The application provides an end-to-end weak supervision detection-based multi-target image Hash network model method, only images and corresponding image level labels of the images are used, dependence on a target detection labeling box is reduced, meanwhile, the corresponding relation between the labels and the targets in the images and Hash codes of the targets are learned, and complete and independent description is carried out on each target in the images. And the whole model is subjected to multi-task joint training and is jointly optimized, so that the inherent defects of the previous multi-module method are overcome, the complexity of the whole image feature representation process is reduced, and the image content is accurately described in a finer-grained manner. Compared and verified by a large number of experiments, the method can greatly improve the image retrieval effect, the multi-target image feature representation method can perfectly adapt to the retrieval requirements of multiple images, and retrieval can be performed only by respectively acquiring the target hash sets of all query images and combining the target hash sets into a large target hash set.

The following definitions or conceptual connotations relating to the present invention are provided for illustration:

end-to-end: end-to-end means that a plurality of steps for solving a problem are combined together, a final required result is directly obtained according to an original input without other intermediate steps for processing again, in the invention, an image is input into a model, and a detection result and a target hash representation of a target are directly obtained through processing.

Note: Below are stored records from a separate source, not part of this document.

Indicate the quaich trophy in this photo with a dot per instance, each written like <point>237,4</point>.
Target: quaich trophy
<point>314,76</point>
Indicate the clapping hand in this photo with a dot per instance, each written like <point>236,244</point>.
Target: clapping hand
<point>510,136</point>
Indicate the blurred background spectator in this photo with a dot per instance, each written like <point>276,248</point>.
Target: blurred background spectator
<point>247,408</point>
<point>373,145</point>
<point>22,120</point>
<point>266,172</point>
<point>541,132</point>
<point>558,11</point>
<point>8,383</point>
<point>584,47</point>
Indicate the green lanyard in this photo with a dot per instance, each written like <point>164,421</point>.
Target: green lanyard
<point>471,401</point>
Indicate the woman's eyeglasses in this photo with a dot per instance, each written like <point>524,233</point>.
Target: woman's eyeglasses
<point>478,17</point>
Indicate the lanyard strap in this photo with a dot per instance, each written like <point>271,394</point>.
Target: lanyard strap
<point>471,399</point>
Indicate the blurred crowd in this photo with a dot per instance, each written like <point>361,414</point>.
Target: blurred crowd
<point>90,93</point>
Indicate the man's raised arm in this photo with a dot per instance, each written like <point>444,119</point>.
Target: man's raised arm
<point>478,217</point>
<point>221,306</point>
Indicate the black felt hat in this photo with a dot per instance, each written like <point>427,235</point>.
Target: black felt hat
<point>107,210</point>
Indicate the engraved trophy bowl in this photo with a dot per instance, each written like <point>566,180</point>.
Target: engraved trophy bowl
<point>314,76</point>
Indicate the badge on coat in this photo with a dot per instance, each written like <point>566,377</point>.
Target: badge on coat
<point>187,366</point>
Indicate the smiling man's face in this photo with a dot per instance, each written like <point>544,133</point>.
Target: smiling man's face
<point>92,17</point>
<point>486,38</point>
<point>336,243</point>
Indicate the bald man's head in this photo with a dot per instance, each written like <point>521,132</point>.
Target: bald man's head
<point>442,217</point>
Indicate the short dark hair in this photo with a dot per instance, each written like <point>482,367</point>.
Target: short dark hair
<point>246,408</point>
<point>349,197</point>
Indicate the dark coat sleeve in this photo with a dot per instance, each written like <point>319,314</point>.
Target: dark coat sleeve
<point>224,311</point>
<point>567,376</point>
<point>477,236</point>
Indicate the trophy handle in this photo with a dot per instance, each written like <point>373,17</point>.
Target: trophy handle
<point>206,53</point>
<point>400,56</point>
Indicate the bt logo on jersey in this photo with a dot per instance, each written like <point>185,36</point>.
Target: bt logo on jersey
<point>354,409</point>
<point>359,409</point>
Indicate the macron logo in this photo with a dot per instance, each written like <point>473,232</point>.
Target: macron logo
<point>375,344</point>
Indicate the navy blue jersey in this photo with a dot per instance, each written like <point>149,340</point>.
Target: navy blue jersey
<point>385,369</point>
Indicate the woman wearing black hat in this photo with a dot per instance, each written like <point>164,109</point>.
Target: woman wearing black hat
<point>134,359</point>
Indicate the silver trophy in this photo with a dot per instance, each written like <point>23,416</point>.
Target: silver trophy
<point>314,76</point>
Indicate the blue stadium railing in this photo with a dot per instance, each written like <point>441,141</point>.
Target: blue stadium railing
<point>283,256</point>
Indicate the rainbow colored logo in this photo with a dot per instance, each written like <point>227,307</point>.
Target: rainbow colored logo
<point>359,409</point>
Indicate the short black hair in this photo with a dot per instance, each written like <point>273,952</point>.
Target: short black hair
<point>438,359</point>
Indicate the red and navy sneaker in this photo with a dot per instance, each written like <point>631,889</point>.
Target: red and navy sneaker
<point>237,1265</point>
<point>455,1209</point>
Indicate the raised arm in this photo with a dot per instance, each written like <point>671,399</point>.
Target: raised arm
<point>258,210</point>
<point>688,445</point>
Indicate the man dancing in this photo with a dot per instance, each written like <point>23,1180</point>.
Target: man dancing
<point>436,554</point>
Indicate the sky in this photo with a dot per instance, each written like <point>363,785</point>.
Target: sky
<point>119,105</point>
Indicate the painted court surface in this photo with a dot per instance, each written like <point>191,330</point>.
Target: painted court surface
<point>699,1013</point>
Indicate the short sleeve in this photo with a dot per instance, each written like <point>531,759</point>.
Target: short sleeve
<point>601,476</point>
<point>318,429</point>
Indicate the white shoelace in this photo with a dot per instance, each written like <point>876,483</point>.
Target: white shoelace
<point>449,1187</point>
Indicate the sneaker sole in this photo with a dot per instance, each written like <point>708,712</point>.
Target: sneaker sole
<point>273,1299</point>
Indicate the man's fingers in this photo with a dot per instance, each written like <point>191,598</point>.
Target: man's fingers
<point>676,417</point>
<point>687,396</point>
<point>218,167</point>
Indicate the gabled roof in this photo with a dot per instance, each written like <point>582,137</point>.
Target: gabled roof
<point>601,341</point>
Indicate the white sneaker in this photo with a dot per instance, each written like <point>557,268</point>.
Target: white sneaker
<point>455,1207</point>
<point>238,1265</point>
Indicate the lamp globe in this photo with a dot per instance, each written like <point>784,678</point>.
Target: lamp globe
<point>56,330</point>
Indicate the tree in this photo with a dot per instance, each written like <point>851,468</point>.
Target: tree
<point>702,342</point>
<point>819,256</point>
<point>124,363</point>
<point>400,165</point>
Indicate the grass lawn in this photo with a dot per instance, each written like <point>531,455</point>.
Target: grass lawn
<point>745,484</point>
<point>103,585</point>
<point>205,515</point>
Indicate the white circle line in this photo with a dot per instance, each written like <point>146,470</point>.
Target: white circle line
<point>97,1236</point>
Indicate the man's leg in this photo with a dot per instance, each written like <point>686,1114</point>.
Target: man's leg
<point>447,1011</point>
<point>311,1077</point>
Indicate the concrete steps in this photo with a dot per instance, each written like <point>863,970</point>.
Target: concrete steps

And (3) weak supervision detection: the learning of object detection is performed using weak supervision information, which only includes label labeling at the image level, but not the object frame position corresponding to its label.

An RPN module: a candidate box generation Network (RegionProposal Network) generates a number of target candidate boxes for an input image given that image.

Priori knowledge: it is to obtain a certain experience according to the previous training situation and to use it as a new guiding message.

The hash-like representation means that the output vector value is similar to a hash code vector, and the value of each bit is a real number approaching 0 or 1.

Example 1:

the embodiment discloses a method for constructing a multi-target image retrieval model, which can be used for acquiring the Hash-like representation of a multi-target image to realize multi-target image retrieval; the method comprises the following steps:

step 1, acquiring an image and a label corresponding to the image as a training set;

specifically, in the present embodiment, the captured image and the label are mapped<I₁,L₁>,<I₂,L₂>......<I_n,L_n>Adjusting all images to be of a fixed size S multiplied by S to accelerate the calculation speed of the model, wherein I is an image and L is a label vector, the label vector is represented as a one-hot encoding form of an image label, the encoding length is the number of data set categories, if the encoding median value is 1, the label is included, if the value is 0, the label is not included, and constructing an image and label vector pair<I₁,L₁>,<I₂,L₂>......<I_n,L_n>}。

Step 2, constructing a pre-trained neural network model, which is a multi-task learning model and includes, as shown in fig. 1:

a third module: the interest region pooling (RoIAlign pooling) module is used for quickly acquiring the feature vector representation of the target region corresponding to each target candidate box;

and 3.1, inputting the images into a first module RPN (pre-trained) module, generating an initial target candidate frame for each image, filtering the initial target candidate frames generated by the RPN according to prior knowledge, filtering target candidate frames with undersize, undersize ratio and uncoordinated ratio of length to width, and outputting a matrix of P x 4 after setting to finally obtain P target candidate frames, wherein each row represents coordinate information of one target candidate frame, and initial coordinate and width to height information (x, y, w, h) to obtain coordinate information of the P target candidate frames.

In other embodiments, other region suggestion generation methods, such as sliding window method, selective search, etc., may also be used to obtain candidate target frames of the image in advance and simultaneously serve as an input; here, to implement an end-to-end system, an RPN network module is used, which is an integral part of the system.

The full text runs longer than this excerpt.